In the chart above, the server that was compromised was already not sending normal Policy Status events. At around midnight in the server's time zone, its status jumps from a 2 to a 3 and then at 3:45 AM local time the policy shows the machine is compromised. This is ground zero. The infection then spreads to different branches in different regions and soon becomes uncontained.
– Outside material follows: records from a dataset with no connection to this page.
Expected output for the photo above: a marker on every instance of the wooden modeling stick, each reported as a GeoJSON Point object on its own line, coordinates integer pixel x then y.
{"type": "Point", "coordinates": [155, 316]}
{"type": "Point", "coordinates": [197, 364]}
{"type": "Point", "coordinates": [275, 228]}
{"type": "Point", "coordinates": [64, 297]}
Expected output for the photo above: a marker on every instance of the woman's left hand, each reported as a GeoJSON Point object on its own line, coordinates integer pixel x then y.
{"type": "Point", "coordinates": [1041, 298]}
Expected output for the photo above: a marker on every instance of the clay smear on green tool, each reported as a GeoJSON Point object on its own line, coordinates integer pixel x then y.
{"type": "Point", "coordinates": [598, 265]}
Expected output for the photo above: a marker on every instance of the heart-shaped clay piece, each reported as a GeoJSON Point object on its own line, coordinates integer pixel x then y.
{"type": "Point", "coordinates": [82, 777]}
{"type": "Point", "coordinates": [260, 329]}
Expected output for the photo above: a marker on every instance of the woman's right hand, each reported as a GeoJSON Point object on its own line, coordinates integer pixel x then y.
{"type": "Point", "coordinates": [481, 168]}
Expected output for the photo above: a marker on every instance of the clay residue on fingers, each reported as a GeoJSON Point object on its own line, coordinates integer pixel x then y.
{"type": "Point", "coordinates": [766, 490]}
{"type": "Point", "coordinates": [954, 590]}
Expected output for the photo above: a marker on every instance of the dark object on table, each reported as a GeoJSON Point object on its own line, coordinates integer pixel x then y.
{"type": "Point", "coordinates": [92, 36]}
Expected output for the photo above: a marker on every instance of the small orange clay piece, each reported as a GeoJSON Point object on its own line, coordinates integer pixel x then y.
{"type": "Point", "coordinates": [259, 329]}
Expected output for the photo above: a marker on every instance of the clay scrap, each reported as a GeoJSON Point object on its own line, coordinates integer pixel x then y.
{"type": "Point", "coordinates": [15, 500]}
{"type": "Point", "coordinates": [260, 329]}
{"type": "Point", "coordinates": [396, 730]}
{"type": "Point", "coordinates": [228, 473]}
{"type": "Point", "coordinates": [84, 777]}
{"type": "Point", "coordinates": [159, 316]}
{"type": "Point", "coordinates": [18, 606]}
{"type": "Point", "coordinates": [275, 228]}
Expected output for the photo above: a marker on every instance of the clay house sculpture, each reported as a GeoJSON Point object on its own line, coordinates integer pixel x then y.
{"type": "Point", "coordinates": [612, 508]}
How the initial infection occurred is not clear. Activity Levels showed no one trying to log into the machine and getting locked out, or anyone inserting a peripheral device which could contain a virus into the machine. The server which spread the infection was a Compute server which has little definition as to its place in the network and how other machines connect to it. A probable explanation is that the machine not being patched appropriately (a Policy Status of 2) left it vulnerable to external attack.
Anomaly 3:
The third anomaly includes Datacenter 5. When investigating why there were fewer total events in that datacenter compared to others, we noticed that many of its machines seem to be down until noon local time, at which point they all become available again. The sudden increase in available servers as of noon local time seems to point to scheduled downtime for this particular datacenter. Our hypothesis for this phenomenon is that maintenance of the datacenter began in the middle of the night, but ran long. In the included screenshot, the chart on the left is a datacenter in the same time zone which has an expected amount of events, the one on the right shows Datacenter 5 with a distinct lack of events until noon.
Anomaly 4:
The screenshot for Anomaly 1 and several other charts we viewed show a lack of compliance throughout the entirety of the corporation to business rules regarding shutting down of workstations in the evenings. This lack of compliance leads to lack of physical security for those workstations with the possibility of virus laden peripherals being inserted during the times when employees are absent from the location. The image below shows workstations remaining up between 6 PM and 7 AM local time even at main headquarters. While the network currently doesn't have unusual activity levels during non-business hours, this still poses a potential problem.
Mini-challenge 1 begins with analysis of a single event-reporting time slice. During investigation of this time slice, Region 5, Region 10, and Headquarters show anomalous behavior. Expanding the analysis to the full data set, we discovered policy compliance issues across the corporation such as users leaving workstations up at the end of the day, long-running maintenance cycles in Datacenter 5, a lag in appropriate patching for Regions 5 and 10, and a viral infection introduction point at Datacenter 2.